Et Pierre dut montrer sa figure, bien qu'elle n'eût rien du tout.
« Allons, ce n'est pas terrible, dit le maître. Va doucement et fais attention aux pierres pour ne plus tomber.
— Oui, monsieur, répondit sagement l'enfant.
— Pierre, ne bafouille pas ! dit sévèrement le maître. J'ai compris : compte là-dessus. »
II ferma la croisée, et Pierre continua son chemin, songeant mélancoliquement : « Le pot est cassé, mais je n'y suis pour rien ! »
Enfin il arriva devant le magasin de M. Möbins. Celui-ci était sorti, et sa vieille mère, sourde, tricotait des bas devant la fenêtre du magasin pour mieux voir ce qui se passait dans le village. Pierre, qui savait combien la vieille femme entendait mal, se dit :
« Attention, parlons distinctement, sinon je n'aurai pas de confiture. »
Et il cria aussi fort qu'il put :
— Je voudrais une demi-livre de marmelade.
— Mon Dieu ! fit la vieille femme en sursautant, car elle n'avait pas entendu la sonnette du magasin, mon Dieu ! qui est malade ?
— Une demi-livre de marmelade de prunes, cria Pierre-qui-bafouille, encore plus fort.
— Comment dis-tu ? demanda la vieille femme en mettant sa main en cornet devant son oreille.
— Marmelade de prunes, rugit Pierre en montrant son argent.
— Que veut-il ? marmotta la vieille femme.
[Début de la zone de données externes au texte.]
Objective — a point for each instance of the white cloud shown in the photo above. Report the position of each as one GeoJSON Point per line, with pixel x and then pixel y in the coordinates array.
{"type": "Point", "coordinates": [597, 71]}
Je comprends toujours : Madame est brune!
— Mar-me-la-de - de - pru-nes », hurla Pierre si fort que les vitres en tremblèrent.
Mais la vieille femme secoua la tête.
« Petit, dit-elle, tu cries très fort, mais tu bafouilles trop.
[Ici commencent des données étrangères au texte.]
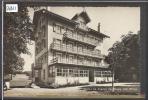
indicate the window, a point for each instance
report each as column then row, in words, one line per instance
column 85, row 73
column 56, row 28
column 43, row 43
column 76, row 73
column 81, row 73
column 59, row 56
column 43, row 31
column 57, row 41
column 44, row 74
column 89, row 61
column 59, row 72
column 65, row 72
column 71, row 72
column 70, row 46
column 80, row 48
column 80, row 60
column 70, row 32
column 71, row 59
column 80, row 36
column 98, row 73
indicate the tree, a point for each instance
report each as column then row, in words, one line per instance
column 124, row 58
column 17, row 34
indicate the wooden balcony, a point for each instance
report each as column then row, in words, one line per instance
column 76, row 63
column 74, row 50
column 38, row 66
column 75, row 38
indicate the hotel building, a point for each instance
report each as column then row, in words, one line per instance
column 65, row 50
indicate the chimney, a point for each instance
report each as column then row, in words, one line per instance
column 98, row 27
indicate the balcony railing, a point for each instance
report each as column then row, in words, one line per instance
column 74, row 50
column 38, row 66
column 82, row 40
column 75, row 62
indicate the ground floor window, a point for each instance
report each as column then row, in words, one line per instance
column 103, row 74
column 71, row 72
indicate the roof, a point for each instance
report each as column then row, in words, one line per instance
column 82, row 14
column 98, row 33
column 52, row 15
column 66, row 20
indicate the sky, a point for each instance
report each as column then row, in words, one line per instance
column 115, row 22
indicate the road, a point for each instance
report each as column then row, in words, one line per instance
column 65, row 92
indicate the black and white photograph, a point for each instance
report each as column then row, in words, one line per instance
column 72, row 52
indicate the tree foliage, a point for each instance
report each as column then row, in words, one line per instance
column 124, row 58
column 17, row 33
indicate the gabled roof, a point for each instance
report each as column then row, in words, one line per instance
column 98, row 33
column 51, row 15
column 84, row 15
Ecoute, viens derrière le comptoir et montre-moi ce que tu veux. Je pèserai ensuite. »
Et, prenant les pièces de monnaie, elle fit passer l'enfant dans l'arrière-boutique.
Pierre se trouva, comme un véritable marchand, dans un vrai magasin. Partout des tiroirs avec de petites étiquettes et il savait suffisamment lire pour reconnaître ce qu'il y avait dans les tiroirs. Il se détourna du sel et de la farine, mais s'arrêta longuement devant le sucre, les amandes, les raisins secs, et son cœur se mit à battre plus vite.
Sous les tiroirs il y avait des quantités de pots et de tonnelets sur lesquels était inscrit: « Betteraves au vinaigre », « Graisse », « Sirop », « Marmelade de prunes ! » Pierre détourna les yeux et... tout juste... son regard tomba sur ce qu'il cherchait depuis longtemps... Deux grands bocaux pleins de bonbons !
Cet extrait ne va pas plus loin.